The beautiful Amur Leopard is one of the top of the most endangered animals on the planet.
Found in the Primorye region of Russia, the Amur leopard is a very rare subspecies of leopard. In 2007 a census counted only 14 to 20 adult Amur Leopards and 5 to 6 cubs. That means the Amur Leopard is one of the most critically endangered animals by the International Union for Conservation of Nature (IUCN) and literally on the edge of extinction.
Want to know what the other 9 endangered animal species are? Read on…
The total Sumatran Rhinoceros population of this critically endangered species is estimated at fewer than 275 individuals. Like other rhinos, this species has been heavily targeted by poachers who want its horns, which pound for pound are currently valued at more than the price of gold.
Western Lowland Gorilla
Surveys since the 1980s suggest that commercial hunting and outbreaks of the Ebola virus are behind the Western Lowland Gorilla species’ plummeting numbers in its native Africa.
Mountain Pygmy Possum
The pygmy possum (mouse) is the only Australian mammal that lives in alpine environments. This small creature has been declining in numbers due to severe fragmentation and destruction of its habitat by various construction projects and ski resorts.
The Philippine crocodile is a comparatively small crocodile that lives in freshwater. Male Philippine crocodiles usually don’t grow more than around 10 feet (3 metres) long, with the females being even smaller. The crocodile’s natural habitat of lakes, ponds and marshes, has been widely converted into rice paddies, adding to the decline of this species. This retile has also suffered from hunting and destructive fishing methods involving the use of dynamite, according to IUCN.
A Sumatran Orangutan baby with mum and dad, poses for a family portrait! Native to Sumatra, Indonesia, Sumatran Orangutans are mainly tree dwellers; a lifestyle that’s led to their decline as Sumatra’s forests increasingly fall to deforestation. Numbers of this great ape have reduced by 80 percent over the last 75 years, with scientists estimating that there are only about 7,300 left in the wild.
Northern Bald Ibis
The Northern Bald Ibis was thought extinct until it was found again in 2002 in the Syrian Desert. Hunting and habitat disturbance are believed to be the main reasons for the bird’s decline in its Middle Eastern habitat. According to Turkish legend, the Northern Bald Ibis was one of the first birds released from Noah’s Ark, as a symbol of fertility.
Black-Eyed Tree Frog
Unlike its more common cousin the Red-Eyed Tree Frog, the critically endangered Black-Eyed Tree Frog belongs to a species that scientists predict will decline by more than 80 percent over the next 10 years. Native to Mexico and parts of South America, this amphibian is under threat from habitat destruction and the Chytrid fungus, an infectious disease decimating amphibians around the globe.

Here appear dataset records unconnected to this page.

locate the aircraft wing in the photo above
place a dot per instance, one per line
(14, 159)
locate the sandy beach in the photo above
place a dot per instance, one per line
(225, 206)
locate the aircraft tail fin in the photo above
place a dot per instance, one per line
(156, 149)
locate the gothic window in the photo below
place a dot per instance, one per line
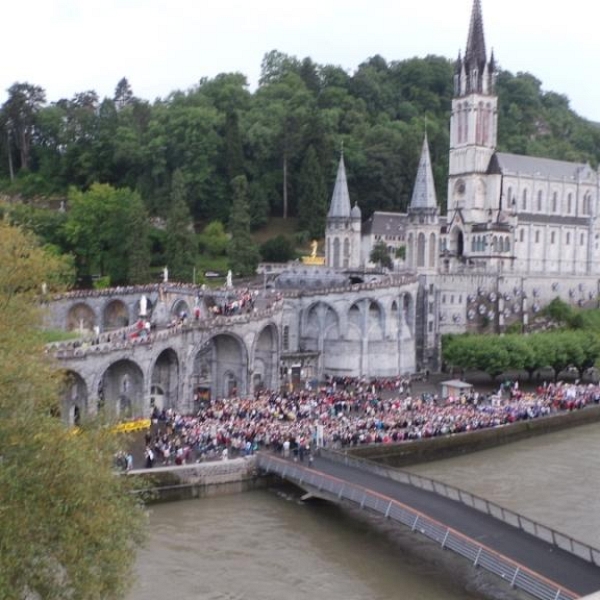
(346, 253)
(336, 253)
(432, 250)
(480, 118)
(421, 250)
(286, 337)
(587, 204)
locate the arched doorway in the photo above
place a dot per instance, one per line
(81, 318)
(122, 389)
(265, 364)
(220, 364)
(74, 398)
(164, 382)
(116, 315)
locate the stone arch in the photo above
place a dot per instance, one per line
(410, 251)
(74, 398)
(346, 253)
(408, 311)
(179, 308)
(82, 317)
(375, 321)
(320, 319)
(265, 363)
(421, 250)
(355, 326)
(432, 250)
(221, 355)
(457, 241)
(121, 389)
(115, 315)
(164, 381)
(336, 253)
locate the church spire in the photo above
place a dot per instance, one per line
(424, 196)
(475, 55)
(340, 200)
(473, 74)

Lord Howe Island Stick Insect
The Lord Howe Island stick insect, which can grow to be as big as your hand, was thought to have become extinct around 1920 after rats were introduced to Lord Howe Island, which is located between Australia and New Zealand. In 2001, however, the species was rediscovered on Ball’s Pyramid, a rocky outcrop located about 15 miles from Lord Howe Island. It’s hoped that a breeding program at Melbourne Zoo can bring the species back from the brink of extinction.
Scientists estimate that only 300 White Antelope remain in the wild. Ththe population of this critically endangered species has plummeted due to hunting, drought, and even pressure from tourism. Once widespread throughout large swaths of Africa, it is now found only in Nigeria.